More production, same infrastructure
Focus on inland waterways important for competitive advantage
When it comes to the ability to produce more with less, U.S. agriculture is a proven performer. Look at a chart of yield trends over the decades. The lines go up and to the right—consistently. Farmers have leveraged precision technology, biotech, new crop-management tools and advances in equipment to deliver increased yield from each acre planted.
Yet, there’s a flip side to that success. As an industry, we must move more grain than ever through an aging transportation infrastructure, and in particular, a long-neglected river infrastructure.
With harvest grain to move downstream and fertilizer to move upstream, autumn is a reminder that the inland water system spidering across the Midwest is usually a geological gift to commodity transportation. Current water levels on the lower Mississippi prove it’s a gift with limits—both natural and manmade.
This year, general increases in ag production bumped into the challenge of shallower barge drafts. The result is smaller loads per barge and more barges required to haul the same bushels. It’s a situation that can create freight shortages similar to other challenges we have seen in the system recently.
I mention increased agricultural output because that extra stress on the system isn’t obvious to those outside agriculture or transportation. For perspective on what we are putting into our grain storage and transportation infrastructure, I like how MFA Senior Director of Plant Foods Chris DeMoss explains it. He talks about corn acreage and yield since 1979, a year considered outstanding at the time.
In 1979, U.S. agriculture produced 7.9 billion corn bushels on 81.3 million acres. Skip forward to 2021, and corn acres are still in the same range at 85.4 million, but production reached 15.1 billion bushels. That’s a lot of additional bushels working through our transportation system and onto rivers with similar, if not the same, improvements as they had in 1979.
One way to look at the river system is as a perennial gift because it delivers a competitive advantage to U.S. growers as low-cost exporters. More than 70% of our nation’s grain exports move on water, saving between $7 and $9 billion annually compared to other shipping methods. We honed that advantage over the years with work upstream, building locks and dams that stretch the function of rivers for transport. On free-flowing river bodies like the Missouri, wing dams and channel management help to extend navigation utility.
All those tons on the river are fewer tons on the road. Remember that extra 7.2 billion bushels of corn gained since 1979? It equals about 8.5 million truckloads.
The message needs to be clear—river infrastructure spending should be a regular and significant focus rather than being kicked down the road to be included only in blow-out spending bills.
River maintenance must include dredging to keep sufficiently deep channels for barge navigability and the repair and construction of wing dams, which direct river flow and maintain deep channels. Add to that proper emphasis on navigation regarding the Missouri River Manual and flow from upstream reservoirs.
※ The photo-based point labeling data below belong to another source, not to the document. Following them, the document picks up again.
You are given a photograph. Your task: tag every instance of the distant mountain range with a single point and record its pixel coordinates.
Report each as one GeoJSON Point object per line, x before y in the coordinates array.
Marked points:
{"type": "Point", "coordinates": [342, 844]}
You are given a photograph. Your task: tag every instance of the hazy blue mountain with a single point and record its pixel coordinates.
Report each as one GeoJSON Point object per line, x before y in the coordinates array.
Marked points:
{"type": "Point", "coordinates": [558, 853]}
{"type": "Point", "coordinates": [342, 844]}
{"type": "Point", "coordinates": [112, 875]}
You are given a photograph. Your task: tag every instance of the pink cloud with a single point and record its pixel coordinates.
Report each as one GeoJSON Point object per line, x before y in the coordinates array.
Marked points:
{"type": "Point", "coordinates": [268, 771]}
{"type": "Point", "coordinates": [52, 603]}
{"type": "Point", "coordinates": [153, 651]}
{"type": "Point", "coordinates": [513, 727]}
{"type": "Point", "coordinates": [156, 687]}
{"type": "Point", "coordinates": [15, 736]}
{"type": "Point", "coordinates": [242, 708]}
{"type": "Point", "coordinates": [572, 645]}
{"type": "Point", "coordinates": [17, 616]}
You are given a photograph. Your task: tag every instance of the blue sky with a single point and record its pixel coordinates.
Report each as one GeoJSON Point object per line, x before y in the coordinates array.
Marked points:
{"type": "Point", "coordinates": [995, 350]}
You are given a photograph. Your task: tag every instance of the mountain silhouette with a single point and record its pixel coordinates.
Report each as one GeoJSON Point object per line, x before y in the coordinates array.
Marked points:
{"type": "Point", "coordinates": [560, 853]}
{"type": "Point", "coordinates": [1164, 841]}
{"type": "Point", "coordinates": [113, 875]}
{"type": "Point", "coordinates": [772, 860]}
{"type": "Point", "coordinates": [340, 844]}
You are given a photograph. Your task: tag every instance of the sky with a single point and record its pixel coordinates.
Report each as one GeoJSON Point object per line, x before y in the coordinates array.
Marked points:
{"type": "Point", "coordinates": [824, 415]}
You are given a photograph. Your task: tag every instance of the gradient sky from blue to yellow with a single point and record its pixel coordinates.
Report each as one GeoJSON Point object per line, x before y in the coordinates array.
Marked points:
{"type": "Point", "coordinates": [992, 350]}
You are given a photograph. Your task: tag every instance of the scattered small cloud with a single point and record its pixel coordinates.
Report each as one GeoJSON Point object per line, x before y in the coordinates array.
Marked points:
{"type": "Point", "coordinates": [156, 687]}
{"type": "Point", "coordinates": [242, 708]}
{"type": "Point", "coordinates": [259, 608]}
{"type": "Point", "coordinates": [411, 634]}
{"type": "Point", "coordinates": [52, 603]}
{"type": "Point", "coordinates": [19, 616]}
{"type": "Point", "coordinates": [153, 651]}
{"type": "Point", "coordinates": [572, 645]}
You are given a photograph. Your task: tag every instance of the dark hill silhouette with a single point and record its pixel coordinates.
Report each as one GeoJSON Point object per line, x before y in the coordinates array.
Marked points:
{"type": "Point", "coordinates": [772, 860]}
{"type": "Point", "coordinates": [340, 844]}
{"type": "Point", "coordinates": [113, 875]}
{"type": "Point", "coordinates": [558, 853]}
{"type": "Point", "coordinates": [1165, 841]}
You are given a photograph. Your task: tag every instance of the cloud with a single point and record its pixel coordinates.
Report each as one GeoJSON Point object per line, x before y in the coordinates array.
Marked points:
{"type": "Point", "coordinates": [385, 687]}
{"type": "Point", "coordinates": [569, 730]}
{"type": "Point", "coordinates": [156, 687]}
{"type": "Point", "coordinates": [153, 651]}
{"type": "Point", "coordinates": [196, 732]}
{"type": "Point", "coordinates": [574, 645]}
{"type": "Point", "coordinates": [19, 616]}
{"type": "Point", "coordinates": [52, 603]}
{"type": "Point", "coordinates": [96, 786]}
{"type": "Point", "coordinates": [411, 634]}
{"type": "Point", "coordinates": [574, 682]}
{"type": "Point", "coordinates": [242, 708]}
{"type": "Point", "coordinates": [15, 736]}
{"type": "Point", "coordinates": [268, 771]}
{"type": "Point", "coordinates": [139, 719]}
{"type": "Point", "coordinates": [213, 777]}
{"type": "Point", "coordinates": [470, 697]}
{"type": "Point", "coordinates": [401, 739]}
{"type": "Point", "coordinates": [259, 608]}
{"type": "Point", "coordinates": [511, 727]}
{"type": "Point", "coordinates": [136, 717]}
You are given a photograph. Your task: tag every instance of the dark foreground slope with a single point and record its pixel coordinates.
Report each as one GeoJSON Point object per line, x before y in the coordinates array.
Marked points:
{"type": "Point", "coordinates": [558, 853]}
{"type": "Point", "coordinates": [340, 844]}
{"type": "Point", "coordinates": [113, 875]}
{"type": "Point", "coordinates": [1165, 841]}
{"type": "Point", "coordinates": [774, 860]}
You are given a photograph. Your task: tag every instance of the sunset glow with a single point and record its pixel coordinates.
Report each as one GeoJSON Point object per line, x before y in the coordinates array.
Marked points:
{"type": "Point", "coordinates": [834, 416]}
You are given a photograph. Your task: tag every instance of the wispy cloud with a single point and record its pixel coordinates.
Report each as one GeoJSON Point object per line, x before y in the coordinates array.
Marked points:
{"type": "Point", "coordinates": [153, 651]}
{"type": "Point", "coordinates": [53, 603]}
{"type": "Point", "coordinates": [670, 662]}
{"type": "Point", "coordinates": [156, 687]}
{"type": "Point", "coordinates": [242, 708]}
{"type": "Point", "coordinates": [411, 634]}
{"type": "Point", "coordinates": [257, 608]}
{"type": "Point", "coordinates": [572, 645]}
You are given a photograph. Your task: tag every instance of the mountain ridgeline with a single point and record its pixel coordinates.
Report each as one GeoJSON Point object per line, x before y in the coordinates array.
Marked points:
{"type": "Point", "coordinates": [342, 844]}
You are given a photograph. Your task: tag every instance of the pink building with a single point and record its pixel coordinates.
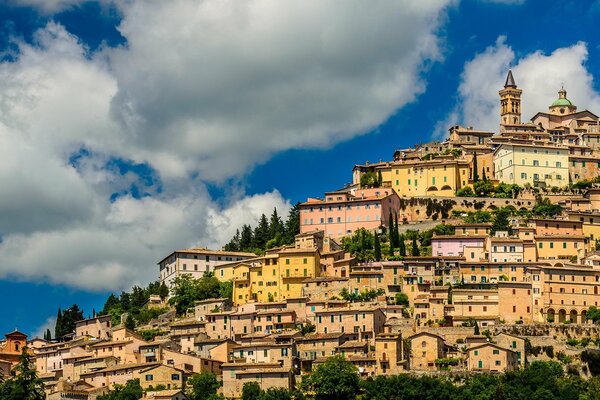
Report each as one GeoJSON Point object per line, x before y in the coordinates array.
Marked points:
{"type": "Point", "coordinates": [342, 213]}
{"type": "Point", "coordinates": [454, 245]}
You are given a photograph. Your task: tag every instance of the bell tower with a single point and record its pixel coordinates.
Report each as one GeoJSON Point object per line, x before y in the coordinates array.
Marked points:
{"type": "Point", "coordinates": [510, 102]}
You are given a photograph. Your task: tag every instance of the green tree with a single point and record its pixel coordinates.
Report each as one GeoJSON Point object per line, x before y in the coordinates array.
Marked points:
{"type": "Point", "coordinates": [130, 322]}
{"type": "Point", "coordinates": [501, 222]}
{"type": "Point", "coordinates": [132, 390]}
{"type": "Point", "coordinates": [415, 248]}
{"type": "Point", "coordinates": [402, 246]}
{"type": "Point", "coordinates": [203, 385]}
{"type": "Point", "coordinates": [335, 379]}
{"type": "Point", "coordinates": [292, 225]}
{"type": "Point", "coordinates": [402, 299]}
{"type": "Point", "coordinates": [377, 247]}
{"type": "Point", "coordinates": [58, 329]}
{"type": "Point", "coordinates": [251, 391]}
{"type": "Point", "coordinates": [246, 238]}
{"type": "Point", "coordinates": [276, 394]}
{"type": "Point", "coordinates": [261, 233]}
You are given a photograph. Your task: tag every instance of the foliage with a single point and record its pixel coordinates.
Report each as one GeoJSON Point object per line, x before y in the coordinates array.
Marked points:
{"type": "Point", "coordinates": [361, 245]}
{"type": "Point", "coordinates": [593, 314]}
{"type": "Point", "coordinates": [335, 379]}
{"type": "Point", "coordinates": [377, 248]}
{"type": "Point", "coordinates": [65, 321]}
{"type": "Point", "coordinates": [307, 328]}
{"type": "Point", "coordinates": [465, 192]}
{"type": "Point", "coordinates": [134, 303]}
{"type": "Point", "coordinates": [592, 358]}
{"type": "Point", "coordinates": [186, 291]}
{"type": "Point", "coordinates": [401, 299]}
{"type": "Point", "coordinates": [251, 391]}
{"type": "Point", "coordinates": [501, 222]}
{"type": "Point", "coordinates": [269, 233]}
{"type": "Point", "coordinates": [132, 390]}
{"type": "Point", "coordinates": [23, 383]}
{"type": "Point", "coordinates": [203, 386]}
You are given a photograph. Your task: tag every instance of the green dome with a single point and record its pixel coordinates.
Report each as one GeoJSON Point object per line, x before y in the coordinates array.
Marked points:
{"type": "Point", "coordinates": [561, 102]}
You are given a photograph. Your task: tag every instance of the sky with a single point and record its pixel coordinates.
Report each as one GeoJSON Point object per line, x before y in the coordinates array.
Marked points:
{"type": "Point", "coordinates": [129, 129]}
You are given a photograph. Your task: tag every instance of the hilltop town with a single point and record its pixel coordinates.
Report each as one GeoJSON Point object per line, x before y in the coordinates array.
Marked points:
{"type": "Point", "coordinates": [479, 253]}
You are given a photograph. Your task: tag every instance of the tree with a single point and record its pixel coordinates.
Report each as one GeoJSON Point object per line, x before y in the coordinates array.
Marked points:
{"type": "Point", "coordinates": [402, 299]}
{"type": "Point", "coordinates": [501, 222]}
{"type": "Point", "coordinates": [276, 228]}
{"type": "Point", "coordinates": [251, 391]}
{"type": "Point", "coordinates": [402, 246]}
{"type": "Point", "coordinates": [415, 248]}
{"type": "Point", "coordinates": [396, 233]}
{"type": "Point", "coordinates": [132, 390]}
{"type": "Point", "coordinates": [475, 173]}
{"type": "Point", "coordinates": [58, 325]}
{"type": "Point", "coordinates": [292, 225]}
{"type": "Point", "coordinates": [204, 385]}
{"type": "Point", "coordinates": [377, 247]}
{"type": "Point", "coordinates": [246, 238]}
{"type": "Point", "coordinates": [130, 322]}
{"type": "Point", "coordinates": [261, 233]}
{"type": "Point", "coordinates": [23, 384]}
{"type": "Point", "coordinates": [276, 394]}
{"type": "Point", "coordinates": [335, 379]}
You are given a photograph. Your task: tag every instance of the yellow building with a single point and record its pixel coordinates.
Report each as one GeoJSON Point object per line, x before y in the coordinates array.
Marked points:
{"type": "Point", "coordinates": [441, 176]}
{"type": "Point", "coordinates": [276, 276]}
{"type": "Point", "coordinates": [537, 164]}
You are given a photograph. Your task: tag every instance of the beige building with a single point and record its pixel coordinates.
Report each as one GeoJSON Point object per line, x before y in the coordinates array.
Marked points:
{"type": "Point", "coordinates": [425, 349]}
{"type": "Point", "coordinates": [490, 357]}
{"type": "Point", "coordinates": [267, 375]}
{"type": "Point", "coordinates": [196, 262]}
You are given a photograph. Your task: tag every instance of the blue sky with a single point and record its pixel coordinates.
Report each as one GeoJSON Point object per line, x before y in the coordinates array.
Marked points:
{"type": "Point", "coordinates": [125, 177]}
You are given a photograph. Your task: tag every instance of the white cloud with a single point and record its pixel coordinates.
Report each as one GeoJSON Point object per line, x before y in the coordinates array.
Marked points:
{"type": "Point", "coordinates": [202, 91]}
{"type": "Point", "coordinates": [539, 75]}
{"type": "Point", "coordinates": [48, 6]}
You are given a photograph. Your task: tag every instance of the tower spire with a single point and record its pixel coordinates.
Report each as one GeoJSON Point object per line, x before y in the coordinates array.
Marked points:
{"type": "Point", "coordinates": [510, 81]}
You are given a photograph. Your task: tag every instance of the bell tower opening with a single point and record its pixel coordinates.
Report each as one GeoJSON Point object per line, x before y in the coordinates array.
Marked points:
{"type": "Point", "coordinates": [510, 102]}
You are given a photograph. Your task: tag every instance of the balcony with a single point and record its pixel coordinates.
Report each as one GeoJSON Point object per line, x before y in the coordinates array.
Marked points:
{"type": "Point", "coordinates": [296, 275]}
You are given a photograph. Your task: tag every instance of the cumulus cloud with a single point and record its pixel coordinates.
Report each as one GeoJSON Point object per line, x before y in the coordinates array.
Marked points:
{"type": "Point", "coordinates": [49, 6]}
{"type": "Point", "coordinates": [201, 91]}
{"type": "Point", "coordinates": [538, 74]}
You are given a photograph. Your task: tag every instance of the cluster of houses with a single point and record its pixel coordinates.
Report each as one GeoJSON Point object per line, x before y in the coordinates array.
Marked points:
{"type": "Point", "coordinates": [295, 306]}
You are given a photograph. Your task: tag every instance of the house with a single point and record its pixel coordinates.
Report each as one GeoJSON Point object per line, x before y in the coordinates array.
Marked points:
{"type": "Point", "coordinates": [491, 357]}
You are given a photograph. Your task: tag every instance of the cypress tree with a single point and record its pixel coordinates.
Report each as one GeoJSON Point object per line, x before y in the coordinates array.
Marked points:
{"type": "Point", "coordinates": [58, 328]}
{"type": "Point", "coordinates": [377, 247]}
{"type": "Point", "coordinates": [396, 232]}
{"type": "Point", "coordinates": [402, 246]}
{"type": "Point", "coordinates": [391, 230]}
{"type": "Point", "coordinates": [475, 173]}
{"type": "Point", "coordinates": [415, 249]}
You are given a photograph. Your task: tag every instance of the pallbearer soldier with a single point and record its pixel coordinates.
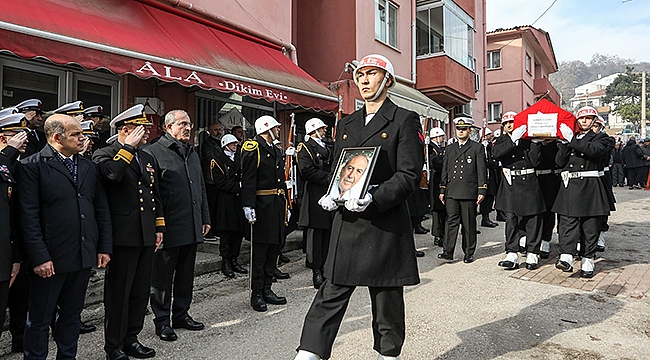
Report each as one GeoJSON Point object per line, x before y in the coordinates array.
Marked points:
{"type": "Point", "coordinates": [130, 180]}
{"type": "Point", "coordinates": [463, 186]}
{"type": "Point", "coordinates": [263, 193]}
{"type": "Point", "coordinates": [582, 198]}
{"type": "Point", "coordinates": [519, 195]}
{"type": "Point", "coordinates": [314, 158]}
{"type": "Point", "coordinates": [372, 242]}
{"type": "Point", "coordinates": [436, 156]}
{"type": "Point", "coordinates": [228, 219]}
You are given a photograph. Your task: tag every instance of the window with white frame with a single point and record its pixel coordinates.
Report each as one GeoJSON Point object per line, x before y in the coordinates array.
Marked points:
{"type": "Point", "coordinates": [494, 112]}
{"type": "Point", "coordinates": [386, 22]}
{"type": "Point", "coordinates": [444, 27]}
{"type": "Point", "coordinates": [494, 59]}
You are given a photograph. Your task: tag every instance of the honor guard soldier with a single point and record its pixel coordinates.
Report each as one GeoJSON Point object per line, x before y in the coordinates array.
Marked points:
{"type": "Point", "coordinates": [130, 180]}
{"type": "Point", "coordinates": [10, 254]}
{"type": "Point", "coordinates": [314, 158]}
{"type": "Point", "coordinates": [436, 156]}
{"type": "Point", "coordinates": [263, 193]}
{"type": "Point", "coordinates": [33, 110]}
{"type": "Point", "coordinates": [228, 219]}
{"type": "Point", "coordinates": [519, 196]}
{"type": "Point", "coordinates": [372, 240]}
{"type": "Point", "coordinates": [463, 186]}
{"type": "Point", "coordinates": [582, 198]}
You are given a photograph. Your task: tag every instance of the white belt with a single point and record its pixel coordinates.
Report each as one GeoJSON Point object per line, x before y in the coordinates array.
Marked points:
{"type": "Point", "coordinates": [508, 174]}
{"type": "Point", "coordinates": [566, 175]}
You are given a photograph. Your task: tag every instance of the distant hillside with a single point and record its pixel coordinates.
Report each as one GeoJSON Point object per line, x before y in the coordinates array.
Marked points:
{"type": "Point", "coordinates": [572, 74]}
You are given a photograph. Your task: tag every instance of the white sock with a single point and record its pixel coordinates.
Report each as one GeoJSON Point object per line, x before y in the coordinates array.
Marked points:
{"type": "Point", "coordinates": [601, 239]}
{"type": "Point", "coordinates": [532, 258]}
{"type": "Point", "coordinates": [546, 246]}
{"type": "Point", "coordinates": [306, 355]}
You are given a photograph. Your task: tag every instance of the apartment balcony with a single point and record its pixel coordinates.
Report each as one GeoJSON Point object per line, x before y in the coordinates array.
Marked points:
{"type": "Point", "coordinates": [543, 88]}
{"type": "Point", "coordinates": [445, 81]}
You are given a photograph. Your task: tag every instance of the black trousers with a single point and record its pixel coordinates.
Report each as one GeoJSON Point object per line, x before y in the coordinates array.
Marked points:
{"type": "Point", "coordinates": [316, 245]}
{"type": "Point", "coordinates": [533, 230]}
{"type": "Point", "coordinates": [18, 304]}
{"type": "Point", "coordinates": [583, 230]}
{"type": "Point", "coordinates": [126, 294]}
{"type": "Point", "coordinates": [172, 268]}
{"type": "Point", "coordinates": [460, 212]}
{"type": "Point", "coordinates": [230, 243]}
{"type": "Point", "coordinates": [326, 313]}
{"type": "Point", "coordinates": [265, 257]}
{"type": "Point", "coordinates": [64, 293]}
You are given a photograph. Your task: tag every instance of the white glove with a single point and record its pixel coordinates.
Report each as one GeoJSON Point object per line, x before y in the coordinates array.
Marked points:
{"type": "Point", "coordinates": [249, 213]}
{"type": "Point", "coordinates": [328, 203]}
{"type": "Point", "coordinates": [566, 132]}
{"type": "Point", "coordinates": [518, 133]}
{"type": "Point", "coordinates": [358, 205]}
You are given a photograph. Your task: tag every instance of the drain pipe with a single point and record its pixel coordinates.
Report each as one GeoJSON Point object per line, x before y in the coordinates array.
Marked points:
{"type": "Point", "coordinates": [287, 48]}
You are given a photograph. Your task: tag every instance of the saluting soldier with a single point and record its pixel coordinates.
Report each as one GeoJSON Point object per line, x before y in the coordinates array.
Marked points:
{"type": "Point", "coordinates": [228, 219]}
{"type": "Point", "coordinates": [264, 201]}
{"type": "Point", "coordinates": [130, 180]}
{"type": "Point", "coordinates": [582, 198]}
{"type": "Point", "coordinates": [463, 186]}
{"type": "Point", "coordinates": [314, 158]}
{"type": "Point", "coordinates": [519, 195]}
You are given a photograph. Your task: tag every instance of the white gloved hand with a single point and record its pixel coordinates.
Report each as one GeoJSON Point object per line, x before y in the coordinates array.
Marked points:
{"type": "Point", "coordinates": [249, 213]}
{"type": "Point", "coordinates": [518, 133]}
{"type": "Point", "coordinates": [328, 203]}
{"type": "Point", "coordinates": [566, 132]}
{"type": "Point", "coordinates": [358, 205]}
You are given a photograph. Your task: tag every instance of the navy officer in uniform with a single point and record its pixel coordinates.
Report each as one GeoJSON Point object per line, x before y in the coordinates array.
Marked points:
{"type": "Point", "coordinates": [129, 177]}
{"type": "Point", "coordinates": [372, 240]}
{"type": "Point", "coordinates": [463, 186]}
{"type": "Point", "coordinates": [264, 200]}
{"type": "Point", "coordinates": [581, 201]}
Lock-and-dam maintenance, repair and expansion are crucial to aging river infrastructure. On that front, omnibus federal infrastructure legislation has delivered some promise on the Mississippi. Just north of the confluence of the Mississippi and Illinois rivers, the 80-plus-year-old Lock and Dam No. 25 was allocated $732 million to build a new 1,200-foot lock chamber alongside the existing 600-foot chamber. The addition will speed transportation and provide redundancy with the existing 600-foot lock, reducing the risk of river shutdowns. Work started this spring, with the design period expected to last through 2026. The new lock chamber should be commissioned by 2034.
But that’s just a start, and you can see that, even when funded, improvements aren’t speedy.
Another way to look at infrastructure is as a gift from the past—from the people who built it and paid for it. We owe them maintenance and the vision to build on their investment.
There will be weather-related challenges on any river. But they are temporary. Ignored infrastructure, on the other hand, is failure in slow motion. Maybe it’s time we listen to Theodore Roosevelt who said, “The nation behaves well if it treats the natural resources as assets which it must turn over to the next generation increased and not impaired in value.” The rivers can be a real competitive advantage.